Birinci vazifen Türk matbaalarını yıkmak, makineleri ısırmak, demirleri dişleyip duvarlara saldırmaktır. Mevcudiyetinin ve istikbalinin yegane temeli, gazeteleri çamurlara serip, üzerlerinde ağzın köpürünceye kadar tepinmektir. Bu temel partinin hazinesidir..

Bir gün nümayiş yapmak için emir alırsan, bütün polisleri yanı başında bulacaksın.

Meydanlarda, kitaplarını yaktığın, namuslu insanlar, bütün dünyada eşi emsali görülmemiş şekilde işkenceye tabi tutulabilirler. Emniyet müdürlüğümüzde dövülebilir. Demir ahmet tarafından sövülebilir. Bütün malları mülkleri zaptedilmiş, matbaaları yakılmış, gazeteleri kapatılmış, evleri tarumar edilmiş , çoluk-çocuğu dağıtılmış , haneleri işgal, kendileri perişan edilmiş olabilir.

Bütün bu şartlardan daha elim ve daha vahim olmak üzere, Amerika’dan borç dahi alınabilir. hatta bu borç alınan paralar ziyafetlerde yenebilir.

Ey faşist yumurcakları ! İşte bu ahval ve şerait içinde dahi bütün bu yapılanları kafi görmeden, vazifen matbaaları yıkmak, makineleri ısırmak, namuslu vatanperverleri parçalamaktır. Muhtaç olduğun kazma, balta halk partisinin ambarlarında mevcuttur..’

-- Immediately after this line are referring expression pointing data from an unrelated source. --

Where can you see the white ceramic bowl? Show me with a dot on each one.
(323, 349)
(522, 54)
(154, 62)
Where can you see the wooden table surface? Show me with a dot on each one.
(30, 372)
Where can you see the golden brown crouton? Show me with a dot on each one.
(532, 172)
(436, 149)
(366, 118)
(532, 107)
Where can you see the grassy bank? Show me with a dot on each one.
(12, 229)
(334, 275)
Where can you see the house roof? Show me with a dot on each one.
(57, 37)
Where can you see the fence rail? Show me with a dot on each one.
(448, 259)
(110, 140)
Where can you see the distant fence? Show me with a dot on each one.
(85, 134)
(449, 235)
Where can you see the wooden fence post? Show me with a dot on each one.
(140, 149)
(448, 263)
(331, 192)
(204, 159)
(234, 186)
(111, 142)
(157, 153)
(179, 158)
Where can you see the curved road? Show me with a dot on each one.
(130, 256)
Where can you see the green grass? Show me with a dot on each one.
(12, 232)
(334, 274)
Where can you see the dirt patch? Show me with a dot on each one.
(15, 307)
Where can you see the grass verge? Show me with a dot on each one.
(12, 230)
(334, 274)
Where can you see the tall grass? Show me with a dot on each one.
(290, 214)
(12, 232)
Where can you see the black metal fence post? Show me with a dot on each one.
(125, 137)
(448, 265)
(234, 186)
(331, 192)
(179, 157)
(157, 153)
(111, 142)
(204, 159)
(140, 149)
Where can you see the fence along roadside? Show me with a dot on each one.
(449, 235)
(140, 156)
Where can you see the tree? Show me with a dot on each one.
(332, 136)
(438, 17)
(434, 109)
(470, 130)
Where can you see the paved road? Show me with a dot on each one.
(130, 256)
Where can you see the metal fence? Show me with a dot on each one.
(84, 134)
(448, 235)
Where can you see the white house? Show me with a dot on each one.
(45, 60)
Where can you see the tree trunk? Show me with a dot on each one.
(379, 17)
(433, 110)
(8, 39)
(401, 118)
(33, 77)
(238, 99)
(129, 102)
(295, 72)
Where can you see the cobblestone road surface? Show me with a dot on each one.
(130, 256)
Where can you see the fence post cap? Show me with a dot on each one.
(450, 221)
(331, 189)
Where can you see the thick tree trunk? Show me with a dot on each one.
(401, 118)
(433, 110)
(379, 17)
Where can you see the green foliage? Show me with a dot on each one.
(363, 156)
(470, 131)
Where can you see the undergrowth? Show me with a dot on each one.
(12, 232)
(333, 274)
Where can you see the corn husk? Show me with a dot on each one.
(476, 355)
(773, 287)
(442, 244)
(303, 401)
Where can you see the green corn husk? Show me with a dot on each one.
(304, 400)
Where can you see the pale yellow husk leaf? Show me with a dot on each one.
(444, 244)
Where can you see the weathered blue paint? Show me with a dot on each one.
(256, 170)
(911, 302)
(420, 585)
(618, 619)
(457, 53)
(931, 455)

Zincirli Hürriyet sayı -1 / 5 şubat 1948

Aziz Nesin ustanın ‘Tan Gazetesi baskınından’ sonra kaleme aldığı yazıdır yukarıdaki yazı.. Rivayetlere göre sonranın ‘büyük demokratları’ Süleyman Demirel ve Turgut Özal’da bu baskında yer almıştır (bunu yazanlardan birisi de ‘Can Baba’dır).

Altmış yılı aşkın zaman geçmiş ‘Tan Gazetesi baskının’ üzerinden ama faşistler aynı hızdalar bazı farklarla : her yerdeler ve kılık değiştirmişler.. ‘İçinde yaşamayı seçtiğimiz hapishanelerimizde’ (Doris Lessing) bile rahat , huzur , nefes alma hakkı vermiyorlar.. Mevcut egemenler ya da egemen olmak isteyenler insanlar kendi istedikleri tarzda yaşasınlar , düşünsünler istiyorlar.. Hepsi yalancılar , doğuştan yalancılar..  (‘..insanlar kahramanları oynuyorlar ; çünkü korkaklar… azizleri oynuyorlar ; çünkü kötü ruhlular.. suikastçiyi oynuyorlar ; çünkü yanı başlarındaki komşularını öldürmek için yanıp tutuşuyorlar.. insanlar oynuyorlar ; çünkü doğuştan yalancılar..’ – J. P. SARTRE)

İnanmıyoruz hiçbirinize.. Rahat bırakın bizi  ‘içinde yaşamayı seçtiğimiz hapishanelerimizde’..

Hiçbir duvar insanlığı sonsuza kadar hapsedemez , özgürlük düşüncesine hiçbir zaman sonsuza kadar gem vurulamadı , gem vuramadı.. Egemen güçlerin ya da egemen güç adaylarının ‘rıza üretim aygıtları’ , propaganda makineleri ve borazancıları da sonsuza kadar kandıramayacaklar insanlığı ‘demokrasi yalanıyla’..     

Yanı ba-şı-mız-da , her yer-de-ler.. Muhabbet ustası , güzel insan Hasan Işık üstadın dediği gibi ‘Hepsi arkadaşımız , hepsi …’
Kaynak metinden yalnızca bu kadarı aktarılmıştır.